- Born: Sydney Sharpless Shoemaker September 29, 1931 Boise, Idaho, U.S.
- Died: September 3, 2022 (aged 90) Ithaca, New York, U.S.

Education
- Education: Reed College Cornell University (Ph.D., 1958)
- Thesis: Self-Knowledge and Self-Identity (1958)
- Doctoral advisor: Norman Malcolm

Philosophical work
- Era: 20th-century philosophy
- Region: Western philosophy
- School: Analytic philosophy Representationalism
- Institutions: Cornell University
- Notable students: John Perry
- Main interests: Philosophy of mind, metaphysics
- Notable ideas: Immunity to error through misidentification in first-person self-ascription Quasi-memory

= Sydney Shoemaker =

American philosopher (1931–2022)

Sydney Sharpless Shoemaker (September 29, 1931 – September 3, 2022) was an American philosopher. He was the Susan Linn Sage Professor of Philosophy at Cornell University and is well known for his contributions to philosophy of mind and metaphysics.

==Education and career==
Shoemaker graduated with a Bachelor of Arts from Reed College and earned his Doctor of Philosophy from Cornell University in 1958 under the supervision of Norman Malcolm. He taught philosophy at Ohio State University from 1957 to 1960 then returned to Cornell in 1961 as a faculty member of the philosophy department. In 1978 he was appointed the Susan Linn Sage Professor of Philosophy, a position he held until his retirement, as professor emeritus of philosophy.

Among his students at Cornell were Richard Moran and Susanna Siegel.

In 1971, he delivered the John Locke Lectures at Oxford University.

Shoemaker died on September 3, 2022, at the age of 90. He is buried in Greensprings Natural Cemetery Preserve in Newfield, New York.

==Philosophical work==
Shoemaker worked primarily in the philosophy of mind and metaphysics, and published many classic papers in both these areas (as well as their overlap). In "Functionalism and Qualia" (1975), for example, he argued that functionalism about mental states can account for the qualitative character (or "raw feel") of mental states. In "Self-Reference and Self-Awareness" (1968), he argued that the phenomenon of absolute "immunity to error through misidentification" is what distinguishes self-attributions of mental states (such as "I see a canary") from self-attributions of physical states (such as "I weigh 200 pounds").

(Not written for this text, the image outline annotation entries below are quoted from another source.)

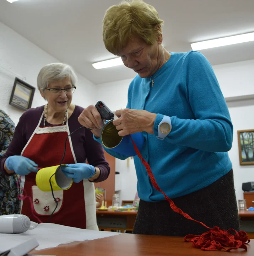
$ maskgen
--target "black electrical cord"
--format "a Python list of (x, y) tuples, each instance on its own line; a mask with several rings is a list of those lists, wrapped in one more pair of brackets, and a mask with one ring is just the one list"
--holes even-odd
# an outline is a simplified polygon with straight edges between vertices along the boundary
[(68, 139), (68, 137), (69, 136), (71, 135), (71, 134), (74, 133), (75, 132), (76, 132), (78, 130), (79, 130), (79, 129), (81, 129), (81, 128), (85, 128), (85, 127), (84, 126), (81, 126), (81, 127), (80, 127), (79, 128), (78, 128), (76, 130), (75, 130), (74, 132), (72, 132), (72, 133), (70, 133), (66, 137), (66, 139), (65, 139), (65, 143), (64, 145), (64, 154), (63, 156), (63, 158), (62, 158), (62, 160), (61, 160), (61, 161), (60, 162), (60, 164), (59, 165), (59, 166), (57, 167), (57, 169), (55, 171), (55, 173), (53, 174), (51, 177), (49, 178), (49, 184), (50, 185), (50, 188), (51, 189), (51, 193), (52, 193), (52, 195), (53, 197), (53, 198), (54, 198), (54, 199), (55, 201), (55, 202), (56, 203), (56, 205), (55, 206), (55, 209), (54, 209), (53, 212), (52, 212), (51, 214), (50, 214), (50, 216), (49, 216), (49, 218), (48, 220), (47, 223), (49, 223), (49, 221), (50, 220), (50, 219), (51, 219), (51, 217), (52, 217), (52, 215), (54, 214), (54, 213), (55, 211), (55, 210), (56, 209), (56, 208), (57, 208), (57, 207), (58, 206), (58, 202), (56, 200), (55, 198), (55, 196), (54, 195), (54, 192), (53, 191), (53, 187), (52, 186), (52, 184), (51, 183), (51, 178), (54, 176), (54, 175), (55, 175), (55, 174), (58, 172), (60, 169), (61, 169), (61, 166), (62, 165), (62, 164), (63, 163), (63, 161), (64, 161), (64, 156), (65, 155), (65, 152), (66, 151), (66, 146), (67, 143), (67, 140)]

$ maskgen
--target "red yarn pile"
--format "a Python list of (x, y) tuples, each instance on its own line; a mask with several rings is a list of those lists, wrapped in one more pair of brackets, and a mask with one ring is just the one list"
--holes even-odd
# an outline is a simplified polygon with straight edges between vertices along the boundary
[[(176, 212), (183, 215), (187, 219), (200, 223), (210, 230), (200, 235), (187, 235), (184, 239), (184, 242), (192, 242), (193, 247), (200, 248), (204, 251), (221, 250), (223, 249), (227, 251), (229, 251), (232, 249), (238, 248), (243, 248), (247, 251), (247, 248), (246, 245), (248, 244), (250, 240), (248, 238), (246, 232), (244, 231), (239, 231), (238, 232), (233, 229), (226, 231), (225, 229), (220, 229), (217, 226), (214, 227), (213, 228), (209, 228), (203, 223), (193, 219), (189, 214), (177, 207), (174, 202), (160, 188), (148, 163), (143, 158), (130, 135), (130, 137), (133, 143), (135, 151), (146, 167), (153, 186), (157, 190), (163, 194), (165, 199), (169, 203), (171, 209)], [(230, 231), (233, 232), (234, 234), (232, 234)], [(225, 247), (229, 248), (226, 248)]]

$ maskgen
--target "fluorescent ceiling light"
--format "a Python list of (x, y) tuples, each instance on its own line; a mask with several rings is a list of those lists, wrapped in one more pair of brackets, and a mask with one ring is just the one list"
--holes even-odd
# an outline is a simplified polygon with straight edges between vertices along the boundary
[(105, 68), (110, 68), (115, 66), (119, 66), (123, 65), (123, 61), (120, 58), (104, 60), (103, 61), (96, 62), (93, 64), (93, 66), (96, 69), (100, 69)]
[(6, 0), (6, 1), (8, 1), (9, 2), (11, 3), (12, 4), (13, 2), (16, 2), (16, 1), (18, 1), (18, 0)]
[(254, 32), (194, 43), (190, 45), (193, 50), (199, 50), (251, 41), (254, 41)]

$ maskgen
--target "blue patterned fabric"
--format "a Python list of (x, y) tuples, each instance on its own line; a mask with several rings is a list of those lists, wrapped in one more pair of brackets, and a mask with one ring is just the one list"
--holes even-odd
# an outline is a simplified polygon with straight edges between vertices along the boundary
[[(0, 158), (6, 151), (13, 137), (15, 125), (6, 113), (0, 110)], [(20, 191), (16, 175), (5, 176), (0, 172), (0, 215), (19, 213)]]

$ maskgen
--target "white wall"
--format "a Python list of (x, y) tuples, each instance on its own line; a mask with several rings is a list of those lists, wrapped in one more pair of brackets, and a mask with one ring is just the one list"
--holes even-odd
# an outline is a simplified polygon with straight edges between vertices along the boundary
[[(23, 111), (9, 105), (15, 76), (21, 79), (25, 77), (25, 82), (37, 88), (37, 75), (40, 69), (56, 62), (59, 61), (0, 22), (0, 109), (9, 114), (16, 124)], [(94, 104), (96, 97), (94, 85), (77, 75), (79, 81), (72, 103), (84, 107)], [(45, 102), (36, 89), (32, 107), (45, 104)]]
[[(254, 60), (216, 65), (213, 68), (225, 97), (254, 94)], [(98, 85), (97, 98), (112, 111), (125, 107), (128, 88), (131, 80)], [(254, 181), (254, 165), (243, 166), (239, 164), (237, 132), (238, 130), (254, 128), (254, 100), (229, 102), (228, 106), (234, 131), (233, 146), (229, 155), (233, 162), (238, 199), (243, 197), (242, 183)], [(117, 159), (116, 171), (120, 172), (121, 177), (121, 199), (133, 199), (137, 182), (133, 159), (130, 160), (129, 167), (126, 160)]]

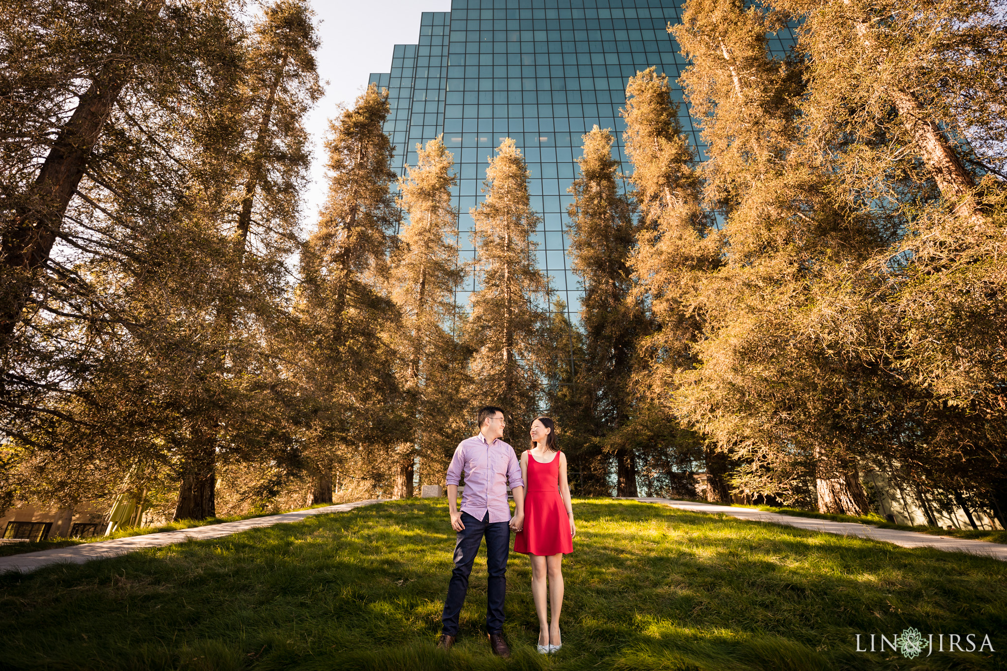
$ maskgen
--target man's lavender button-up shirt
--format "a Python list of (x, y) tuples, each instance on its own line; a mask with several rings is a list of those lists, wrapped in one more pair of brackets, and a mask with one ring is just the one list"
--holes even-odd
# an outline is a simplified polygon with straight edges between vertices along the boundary
[(458, 444), (447, 467), (447, 484), (457, 485), (465, 474), (465, 489), (461, 493), (461, 510), (481, 520), (489, 513), (490, 522), (510, 522), (511, 506), (507, 500), (507, 485), (511, 489), (524, 487), (521, 462), (514, 448), (499, 440), (486, 443), (482, 434), (466, 438)]

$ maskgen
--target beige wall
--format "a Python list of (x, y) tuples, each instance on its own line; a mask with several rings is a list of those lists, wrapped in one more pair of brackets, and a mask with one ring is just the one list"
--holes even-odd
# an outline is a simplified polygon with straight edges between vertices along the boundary
[(0, 535), (7, 528), (7, 522), (52, 522), (49, 538), (66, 536), (75, 522), (91, 522), (99, 524), (99, 533), (105, 533), (102, 524), (107, 510), (99, 509), (94, 504), (81, 504), (74, 510), (48, 510), (31, 504), (13, 507), (0, 517)]

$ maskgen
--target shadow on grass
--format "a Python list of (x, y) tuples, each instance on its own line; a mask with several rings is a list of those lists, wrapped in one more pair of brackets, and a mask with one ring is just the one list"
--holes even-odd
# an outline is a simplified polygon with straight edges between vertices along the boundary
[[(505, 662), (476, 560), (458, 646), (434, 649), (451, 569), (446, 503), (390, 502), (84, 565), (0, 576), (15, 669), (1004, 668), (999, 653), (855, 653), (854, 635), (1007, 630), (1007, 565), (678, 511), (575, 502), (564, 648), (535, 652), (512, 554)], [(999, 650), (1001, 642), (994, 640)]]

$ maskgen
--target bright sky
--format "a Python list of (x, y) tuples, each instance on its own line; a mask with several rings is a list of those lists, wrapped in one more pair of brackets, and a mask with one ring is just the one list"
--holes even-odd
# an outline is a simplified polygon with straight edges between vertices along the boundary
[(325, 161), (322, 145), (328, 121), (339, 103), (351, 104), (364, 92), (371, 72), (387, 72), (392, 47), (416, 44), (420, 14), (446, 12), (450, 0), (313, 0), (321, 48), (316, 54), (325, 98), (308, 116), (306, 127), (314, 139), (312, 183), (305, 193), (304, 228), (310, 231), (325, 198)]

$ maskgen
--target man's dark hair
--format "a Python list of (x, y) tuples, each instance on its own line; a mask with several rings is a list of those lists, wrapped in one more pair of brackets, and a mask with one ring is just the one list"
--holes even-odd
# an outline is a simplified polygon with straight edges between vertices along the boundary
[(499, 412), (503, 416), (507, 416), (507, 412), (503, 411), (502, 407), (496, 407), (495, 405), (486, 405), (485, 407), (480, 407), (479, 413), (476, 415), (476, 418), (479, 422), (479, 429), (482, 429), (482, 425), (483, 423), (485, 423), (486, 417), (491, 417), (497, 412)]

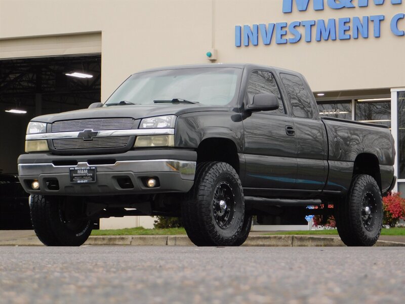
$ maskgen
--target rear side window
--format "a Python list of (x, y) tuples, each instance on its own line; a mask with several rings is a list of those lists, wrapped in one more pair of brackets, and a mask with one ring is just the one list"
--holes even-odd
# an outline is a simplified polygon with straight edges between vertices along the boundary
[(278, 98), (278, 108), (272, 111), (266, 111), (266, 112), (285, 114), (280, 91), (273, 74), (267, 71), (254, 71), (250, 74), (248, 85), (248, 97), (249, 101), (253, 101), (255, 94), (266, 93), (272, 93)]
[(296, 117), (312, 118), (313, 110), (311, 99), (302, 81), (298, 76), (280, 74), (291, 103), (293, 115)]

In metaphysics, he defended the view that laws are metaphysically necessary, a position that follows from his view of properties as clusters of conditional causal powers. He also applied his view of properties to the problem of mental causation. He made distinguished contributions to the literature on self-knowledge and personal identity, where he defended a Lockean psychological continuity theory in his influential paper "Persons and their Pasts".

Shoemaker developed his views on personal identity and psychological continuity into a general causal account of identity in terms of persistence. In "Identity, Properties, and Causality" he argues for identity's spatial and temporal dependence on an individual's conditional causal properties. In "Causality and Properties" he further defends his view of properties as individually defined by their causal "potentialities".

In his later work on the content of perception, Shoemaker argued for a distinctive version of representationalism.

==Selected publications==
=== Books ===
- Self-Knowledge and Self-Identity (1963)
- Personal Identity (co-authored with Richard Swinburne, 1984)
- Identity, Cause and Mind: Philosophical Essays (1984)
- The First-Person Perspective, and other Essays (1996)
- Physical Realization (2007)

===Articles===
- 1970, "Persons and their Pasts", American Philosophical Quarterly, pp. 269–285.
- 1988, "On Knowing One's Own Mind", Philosophical Perspectives, pp. 183–209.